Thursday, October 27, 2011

Audit considerations for Japan real estate companies

According to report from Standard & Poor’s with regard to Japan’s property market:

“ Diversified real estate companies had strong condominium sales in fiscal 2010 but at the expense of margins. Companies cut selling prices to clear inventory despite unrealized losses on fixed assets. Earnings could come under further pressure in fiscal 2011 because of possible delays in construction completions or sales slippage due to the earthquake. Japanese real estate investment trusts have turned acquisitive after recapitalizing their balance sheets, and this has”

[Note: the paragraph above was quoted from Standard & Poor’s]

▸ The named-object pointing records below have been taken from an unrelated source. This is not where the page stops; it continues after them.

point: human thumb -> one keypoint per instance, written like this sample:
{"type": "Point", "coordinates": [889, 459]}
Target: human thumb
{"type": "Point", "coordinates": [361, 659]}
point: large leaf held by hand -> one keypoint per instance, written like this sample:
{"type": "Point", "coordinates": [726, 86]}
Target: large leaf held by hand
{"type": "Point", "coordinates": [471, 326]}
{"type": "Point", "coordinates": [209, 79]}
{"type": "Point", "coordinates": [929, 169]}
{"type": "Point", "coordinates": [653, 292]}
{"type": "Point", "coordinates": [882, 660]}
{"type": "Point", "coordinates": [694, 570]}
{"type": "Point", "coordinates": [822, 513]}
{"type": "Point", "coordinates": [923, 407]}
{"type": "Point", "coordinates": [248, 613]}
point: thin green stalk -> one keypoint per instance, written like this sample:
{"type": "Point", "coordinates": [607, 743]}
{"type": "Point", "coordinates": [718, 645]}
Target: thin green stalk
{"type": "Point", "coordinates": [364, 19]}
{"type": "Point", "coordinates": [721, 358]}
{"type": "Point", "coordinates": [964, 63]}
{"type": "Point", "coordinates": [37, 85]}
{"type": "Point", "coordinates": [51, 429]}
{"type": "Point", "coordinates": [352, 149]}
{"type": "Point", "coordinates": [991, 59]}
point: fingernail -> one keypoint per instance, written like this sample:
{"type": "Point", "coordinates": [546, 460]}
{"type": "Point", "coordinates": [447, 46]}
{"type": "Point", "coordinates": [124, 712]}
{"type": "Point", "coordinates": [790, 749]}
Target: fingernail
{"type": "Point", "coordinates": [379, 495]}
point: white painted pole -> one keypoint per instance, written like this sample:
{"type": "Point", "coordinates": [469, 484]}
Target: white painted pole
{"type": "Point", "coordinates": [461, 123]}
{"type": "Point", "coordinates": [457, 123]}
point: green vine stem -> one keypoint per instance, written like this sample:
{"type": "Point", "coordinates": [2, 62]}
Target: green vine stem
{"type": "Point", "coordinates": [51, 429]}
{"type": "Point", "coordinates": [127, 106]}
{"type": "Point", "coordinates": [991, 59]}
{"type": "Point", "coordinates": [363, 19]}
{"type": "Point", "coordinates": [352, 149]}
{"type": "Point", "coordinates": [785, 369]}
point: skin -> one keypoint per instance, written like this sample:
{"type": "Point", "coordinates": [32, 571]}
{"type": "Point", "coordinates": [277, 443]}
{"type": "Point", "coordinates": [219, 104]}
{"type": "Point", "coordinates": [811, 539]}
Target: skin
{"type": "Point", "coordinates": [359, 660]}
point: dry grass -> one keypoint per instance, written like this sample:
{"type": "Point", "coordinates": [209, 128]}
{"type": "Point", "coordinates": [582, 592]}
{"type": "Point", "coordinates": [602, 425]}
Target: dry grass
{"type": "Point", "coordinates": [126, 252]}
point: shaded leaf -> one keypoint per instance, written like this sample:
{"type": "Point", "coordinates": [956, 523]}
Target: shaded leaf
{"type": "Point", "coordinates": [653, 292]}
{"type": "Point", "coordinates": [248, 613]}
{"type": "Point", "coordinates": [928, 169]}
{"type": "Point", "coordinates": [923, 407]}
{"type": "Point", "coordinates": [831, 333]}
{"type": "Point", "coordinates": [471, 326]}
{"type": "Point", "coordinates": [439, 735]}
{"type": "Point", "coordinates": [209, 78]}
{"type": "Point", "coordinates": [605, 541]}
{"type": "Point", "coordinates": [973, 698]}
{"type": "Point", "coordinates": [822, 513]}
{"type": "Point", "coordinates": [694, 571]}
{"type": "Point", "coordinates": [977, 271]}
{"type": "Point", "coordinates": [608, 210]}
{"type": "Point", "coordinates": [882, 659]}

If you are the auditor of a real estate companies in country, where the economy is suffering from the global slow down, please take note of the marketing strategy adopted by your audit client. As evident above, certain real estated companies are cutting their selling prices of the properties developed at the expense of profit margins. In worst case scenario, the real estate may even incur a negative margin (ie. selling the property at losses).

There are a number of reasons, where a real estate developer may conduct the sales transactions in above patterns:

- to meet the cash flow/ working capital demand (i.e. to pay off debt due / repay vendors)

- to meet the analyst’ expectation on sales revenue; the drop in GP Margin might not be evidenced obviously, as the real estate companies may have earned positive GP Margin in previous quarters / from other projects (i.e. cushion effect)

- to minimize the risks that the inventory might not be sold in a slowing-down market

- to avoid the actual and economic costs of holding on to inventory

What will be the implication for the audit for the above scenario? There are risks that the real estate company may end up in a gross loss position from this project, if margin is too thin. “Provision for foreseeable losses” need to be recognised immediately.

How to estimate the “Provision for Foreseeable Losses”:

(a) Determine the remaining quantified (of properties) to be sold;
(b) Determine the projected / estimated selling prices and compare that to the cost-to-build for each property; if it’s a gross loss position, then provision need to be provided
(c) Total provision to be provided = remaining quantities x gross loss estimated

Please apply professional judgement and maintain professional susceptibility while reviewing the working prepared by client to ensure that all costs have been considered.